Wednesday, November 5, 2025

This Day in Film History (Death of Ward Bond, Prolific Character Actor and Wayne Sidekick)

Nov. 5, 1960—Ward Bond, an actor with more than 200 credits on the big and small screen—including his starring role on the long-running TV western Wagon Train—died of a heart attack in Dallas.

Most likely, you have seen this busy character actor with the gruff voice and everyman persona in at least two films during the course of a year: on March 17, as a fishing- and boxing-loving priest in The Quiet Man; and, at Christmastime, in It’s a Wonderful Life, as James Stewart’s small-town cop friend Bert. 

In all, he appeared in 13 movies nominated for a Best Picture Oscar (though he himself was never cited).

It is doubtful that Bond, when he heeded a recruiting plea by USC football teammate John Wayne to serve as an extra in the 1928 John Ford film Salute, expected to enjoy a three-decade Hollywood career.

Bond made 23 movies with Wayne and at least that many with Ford, and offscreen the trio would form a boisterous friendship marked by hijinks and epic drinking bouts, often on the director’s yacht. Ford even had Bond play his alter ego (a director named "John Dodge") in the 1957 film Wings of Eagles.

Despite their friendship, the cantankerous Ford gave Bond (and Wayne) endless grief while filming.
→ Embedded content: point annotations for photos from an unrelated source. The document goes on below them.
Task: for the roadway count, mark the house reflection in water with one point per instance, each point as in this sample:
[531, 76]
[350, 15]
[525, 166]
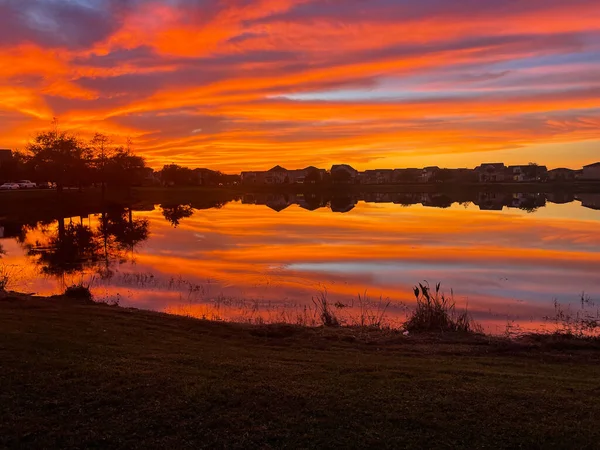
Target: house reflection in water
[591, 201]
[485, 200]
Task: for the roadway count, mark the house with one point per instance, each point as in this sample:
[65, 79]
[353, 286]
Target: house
[491, 172]
[378, 176]
[343, 174]
[403, 176]
[428, 174]
[277, 175]
[591, 201]
[529, 173]
[250, 177]
[591, 172]
[308, 175]
[491, 201]
[561, 174]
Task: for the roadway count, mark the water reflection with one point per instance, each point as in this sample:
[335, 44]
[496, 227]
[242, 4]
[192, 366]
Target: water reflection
[240, 260]
[72, 246]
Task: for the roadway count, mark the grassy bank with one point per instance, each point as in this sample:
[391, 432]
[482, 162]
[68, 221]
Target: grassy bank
[87, 375]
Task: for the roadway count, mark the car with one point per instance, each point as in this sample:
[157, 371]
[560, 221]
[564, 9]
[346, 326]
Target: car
[26, 184]
[9, 186]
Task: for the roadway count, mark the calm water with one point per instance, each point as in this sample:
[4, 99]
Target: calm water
[264, 259]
At one point, during location shooting of The Searchers, Bond had pulled the plug on a camera in order to use his electric razor, unaware that a scene was being filmed then. 
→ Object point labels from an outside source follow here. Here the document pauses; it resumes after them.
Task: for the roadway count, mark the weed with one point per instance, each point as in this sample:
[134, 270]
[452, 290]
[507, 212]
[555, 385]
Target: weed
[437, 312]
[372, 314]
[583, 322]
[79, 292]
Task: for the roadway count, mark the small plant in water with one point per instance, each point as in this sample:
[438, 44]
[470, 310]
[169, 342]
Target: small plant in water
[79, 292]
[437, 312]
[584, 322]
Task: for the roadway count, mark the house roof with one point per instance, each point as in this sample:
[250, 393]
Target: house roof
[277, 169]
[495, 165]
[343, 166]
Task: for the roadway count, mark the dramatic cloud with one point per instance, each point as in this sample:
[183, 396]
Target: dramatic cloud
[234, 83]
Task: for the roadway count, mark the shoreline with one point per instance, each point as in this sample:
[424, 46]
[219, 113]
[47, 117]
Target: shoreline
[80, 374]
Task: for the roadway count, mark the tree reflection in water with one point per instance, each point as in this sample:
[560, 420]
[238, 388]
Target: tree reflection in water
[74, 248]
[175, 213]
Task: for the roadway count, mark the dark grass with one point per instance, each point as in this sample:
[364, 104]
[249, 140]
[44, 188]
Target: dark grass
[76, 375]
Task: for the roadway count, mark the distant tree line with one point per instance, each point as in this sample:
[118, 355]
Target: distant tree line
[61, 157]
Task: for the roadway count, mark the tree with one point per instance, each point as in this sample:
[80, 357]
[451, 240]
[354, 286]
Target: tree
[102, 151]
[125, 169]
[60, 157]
Knowing the director’s explosive temper and penchant to humiliate cast and crew members for an offense, the cameraman didn’t tell Ford what Bond had done till several years after the actor’s death.
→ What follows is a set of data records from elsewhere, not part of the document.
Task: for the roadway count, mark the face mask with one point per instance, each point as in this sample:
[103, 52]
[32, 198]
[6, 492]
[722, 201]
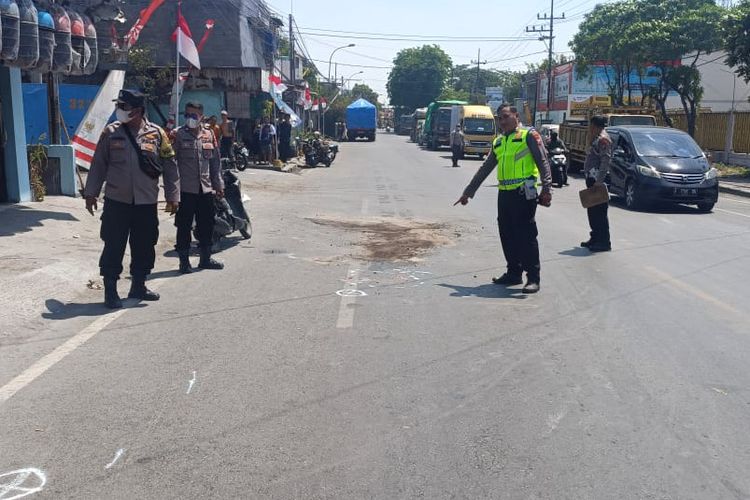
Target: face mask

Bond’s collegiate athletic career and continued burly build in adulthood encouraged the illusion of a vigorous physical health that he did not possess. He was disqualified from serving in World War II because of epilepsy and suffered from high blood pressure during the four seasons he spent on Wagon Train.

You would be hard-pressed to find anyone who questioned Bond’s professionalism or work ethic. But he was not universally beloved in the industry, particularly after he co-founded the Motion Picture Alliance for the Preservation of American Ideals in 1944. 

In the postwar period, this organization became one of the most virulent forces behind the blacklists maintained to stamp out communist or even merely progressive views in Hollywood.

This right-wing activism turned off many Hollywood liberals so that, ironically, Bond found himself underemployed in any films that did not involve Wayne and Ford. 

It wasn’t until he secured the role of western scout Major Seth Adams on Wagon Train that Bond could reach something like his former presence on the screen. But at that point, his presence loomed larger than ever in Hollywood, as the NBC series placed #2 in the Nielsen ratings from its second through fourth seasons.

It came as a surprise in the industry, then, when Bond had his fatal heart attack. Wayne delivered the eulogy for his longtime friend, and, he observed not long before he died, he would think of what roles his friend and extremely versatile character actor might have played had he lived longer.